Several local rescue-stations had been established by chambers of commerce and other bodies, the earliest having been founded by the Societe Humaine de Boulogne in 1825. In 1854, moreover, a famous marine-artist, M. Th. Gudin, was led by the death in a shipwreck of his brother, who might have been saved had the simplest life-saving apparatus been available, to attempt to put this work on a national basis, but his efforts were unsuccessful.
SAME PROBLEMS At last, in 1861, the Department of Public Works, responsible for the lighting and buoying of the French coast, realized the need for a national life-boat service. After investigating the whole problem, an inter-departmental committee decided that such a service was essential, and that it could best be undertaken by a private society recognized and supported by the government. Across the English Channel was an example to follow, our own Royal National Life-boat Institution; and on both sides of the Channel the problems to be solved were similar.
M. Gudin was only too glad to resume his work under the new auspices, and with other public-spirited people he laid the foundation, in 1864, of the Societe Centrale de Sauvetage des Naufrages. Its president, a high-rankingnaval officer whose name carried weight, at once circulated the members of the existing life-boat crews, praising their devotion and assuring them of the material help which they had hitherto lacked.
Further investigations into the facilities for live-saving along the French coast showed that apart from seven life-boat stations and a certain amount of rescue apparatus, there was very little. Some so-called 'life-boats' had rotted at their moorings without ever being used; because of the lack of proper maintenance and frequent inspections the crews had dispersed and the equipment had deteriorated. Steps were taken to rectify this.
BRITISH INFLUENCE A commission set up to experiment with various patterns of life-boats decided that the British 'self-righting' type was most suitable. This was accord- ingly adopted, and between 1865, when the Societe began its work, and 1933 over a hundred 'pullers and sailors' were on station along the coasts of con- tinental France, Corsica, and French North Africa. Other types of life-saving apparatus - rockets and so forth - were entrusted to the coastguards. Special problems arose on the shores of such almost-uninhabited regions as the Camargue (the Rhone delta) and the Gironde estuary; these were dealt with successfully.

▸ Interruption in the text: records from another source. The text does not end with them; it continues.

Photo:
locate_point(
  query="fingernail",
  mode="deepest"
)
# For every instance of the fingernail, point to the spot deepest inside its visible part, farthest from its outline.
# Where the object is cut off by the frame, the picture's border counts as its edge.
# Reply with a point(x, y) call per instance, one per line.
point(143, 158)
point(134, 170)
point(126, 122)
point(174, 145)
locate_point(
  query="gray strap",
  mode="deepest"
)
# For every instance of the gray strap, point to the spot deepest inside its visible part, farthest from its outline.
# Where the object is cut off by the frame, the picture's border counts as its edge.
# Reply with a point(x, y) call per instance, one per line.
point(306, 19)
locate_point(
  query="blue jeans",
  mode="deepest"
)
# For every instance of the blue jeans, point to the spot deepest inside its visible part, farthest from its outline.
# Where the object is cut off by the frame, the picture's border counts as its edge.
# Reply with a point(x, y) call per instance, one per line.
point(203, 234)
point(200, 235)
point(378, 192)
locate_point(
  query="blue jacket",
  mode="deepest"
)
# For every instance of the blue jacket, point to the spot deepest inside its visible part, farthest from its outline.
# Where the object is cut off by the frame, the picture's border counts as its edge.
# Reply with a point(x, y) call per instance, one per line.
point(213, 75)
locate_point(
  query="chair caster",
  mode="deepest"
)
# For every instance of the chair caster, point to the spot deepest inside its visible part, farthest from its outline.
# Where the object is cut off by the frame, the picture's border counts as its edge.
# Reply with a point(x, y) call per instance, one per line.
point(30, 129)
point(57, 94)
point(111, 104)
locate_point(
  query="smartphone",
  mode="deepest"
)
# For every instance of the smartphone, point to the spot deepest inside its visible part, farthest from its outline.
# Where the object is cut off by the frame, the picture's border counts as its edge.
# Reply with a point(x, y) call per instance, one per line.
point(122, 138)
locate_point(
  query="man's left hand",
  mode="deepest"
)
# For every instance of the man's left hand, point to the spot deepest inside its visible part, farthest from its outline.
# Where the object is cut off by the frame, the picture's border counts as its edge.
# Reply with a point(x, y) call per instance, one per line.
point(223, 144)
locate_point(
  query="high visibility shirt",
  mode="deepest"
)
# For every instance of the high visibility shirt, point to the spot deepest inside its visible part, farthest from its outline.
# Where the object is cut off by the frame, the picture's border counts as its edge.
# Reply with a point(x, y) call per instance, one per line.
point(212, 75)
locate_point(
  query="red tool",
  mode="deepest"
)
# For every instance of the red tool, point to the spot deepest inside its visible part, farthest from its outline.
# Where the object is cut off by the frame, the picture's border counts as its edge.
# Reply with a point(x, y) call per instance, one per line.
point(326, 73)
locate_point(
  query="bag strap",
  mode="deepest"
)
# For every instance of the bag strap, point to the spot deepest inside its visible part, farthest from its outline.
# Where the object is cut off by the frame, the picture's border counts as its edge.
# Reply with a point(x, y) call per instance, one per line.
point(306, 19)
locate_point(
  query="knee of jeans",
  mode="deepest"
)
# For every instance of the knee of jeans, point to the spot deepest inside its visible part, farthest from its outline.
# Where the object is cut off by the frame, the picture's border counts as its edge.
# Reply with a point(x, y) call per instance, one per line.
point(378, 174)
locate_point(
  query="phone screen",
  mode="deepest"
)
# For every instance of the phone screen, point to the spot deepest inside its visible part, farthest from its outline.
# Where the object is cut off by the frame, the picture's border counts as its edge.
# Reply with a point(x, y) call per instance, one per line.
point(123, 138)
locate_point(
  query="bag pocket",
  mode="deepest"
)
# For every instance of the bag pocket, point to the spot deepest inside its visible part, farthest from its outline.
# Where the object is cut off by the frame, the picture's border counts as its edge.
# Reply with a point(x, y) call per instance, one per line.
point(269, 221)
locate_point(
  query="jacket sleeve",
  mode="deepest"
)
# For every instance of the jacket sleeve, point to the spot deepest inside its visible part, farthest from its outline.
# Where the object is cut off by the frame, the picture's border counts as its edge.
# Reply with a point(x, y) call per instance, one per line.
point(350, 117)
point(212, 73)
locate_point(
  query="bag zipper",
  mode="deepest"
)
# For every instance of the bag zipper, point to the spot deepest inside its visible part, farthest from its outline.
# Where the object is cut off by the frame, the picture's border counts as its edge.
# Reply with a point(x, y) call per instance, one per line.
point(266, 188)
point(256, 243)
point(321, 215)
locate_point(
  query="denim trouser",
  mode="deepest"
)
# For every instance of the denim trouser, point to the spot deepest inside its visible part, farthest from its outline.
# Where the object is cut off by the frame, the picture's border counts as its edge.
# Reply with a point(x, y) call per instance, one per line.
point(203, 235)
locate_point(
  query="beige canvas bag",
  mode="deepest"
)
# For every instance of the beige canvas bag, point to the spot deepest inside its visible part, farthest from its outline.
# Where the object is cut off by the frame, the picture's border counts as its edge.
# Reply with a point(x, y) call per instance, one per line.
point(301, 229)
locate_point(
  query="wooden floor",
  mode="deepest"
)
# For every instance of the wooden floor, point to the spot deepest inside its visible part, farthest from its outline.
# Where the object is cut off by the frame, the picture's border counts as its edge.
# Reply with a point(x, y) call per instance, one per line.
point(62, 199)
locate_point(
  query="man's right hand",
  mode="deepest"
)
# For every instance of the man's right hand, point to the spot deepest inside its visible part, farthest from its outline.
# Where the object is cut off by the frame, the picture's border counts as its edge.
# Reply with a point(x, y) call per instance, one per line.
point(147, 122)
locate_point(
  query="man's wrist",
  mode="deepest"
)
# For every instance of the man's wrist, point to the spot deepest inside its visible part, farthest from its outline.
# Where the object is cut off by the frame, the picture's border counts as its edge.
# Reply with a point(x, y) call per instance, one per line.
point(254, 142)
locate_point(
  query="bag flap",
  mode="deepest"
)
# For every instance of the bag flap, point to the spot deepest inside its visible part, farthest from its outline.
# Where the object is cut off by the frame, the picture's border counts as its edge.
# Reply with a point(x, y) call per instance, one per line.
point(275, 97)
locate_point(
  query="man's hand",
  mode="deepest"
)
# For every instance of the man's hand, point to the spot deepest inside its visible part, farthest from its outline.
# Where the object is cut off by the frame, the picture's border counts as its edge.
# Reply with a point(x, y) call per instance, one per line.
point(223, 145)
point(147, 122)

A Manuel de Sauvetage Maritime was compiled and the issue was begun of the periodical Annales de Sauvetage Maritime. In 1880 the Societe de secours aux families des marins francais naufrages was founded; and later awards and medals began to be issued for acts of outstanding courage and devotion.
The Societe de Sauvetage was somewhat cautious in adopting mechanization, and it was not until 1912 that its first motor life-boat was put into service at Dieppe. In spite of the disorganization caused by the first world war, by 1939 45 of these craft had been constructed.
Far more disastrous were the results of the second world war and the occupa- tion; 32 life-boats were destroyed and many others damaged, and the very existence of the Society seemed to be threatened. Yet its leaders were un- dismayed and when peace was restored they devoted themselves to bringing the service up to date.
A GREAT RECORD So well did they accomplish their task that by the end of 1965, when it celebrated its centenary, the Society had in service 56 motor life-boats, one swift motor-launch, and seven motorized rubber dinghies for rescue work on the bathing beaches as well as 34 sets of rocket-launching apparatus. During its first hundred years the service had gone to the help of over 3,000 vessels and had saved over 25,000 human lives - I.O.E..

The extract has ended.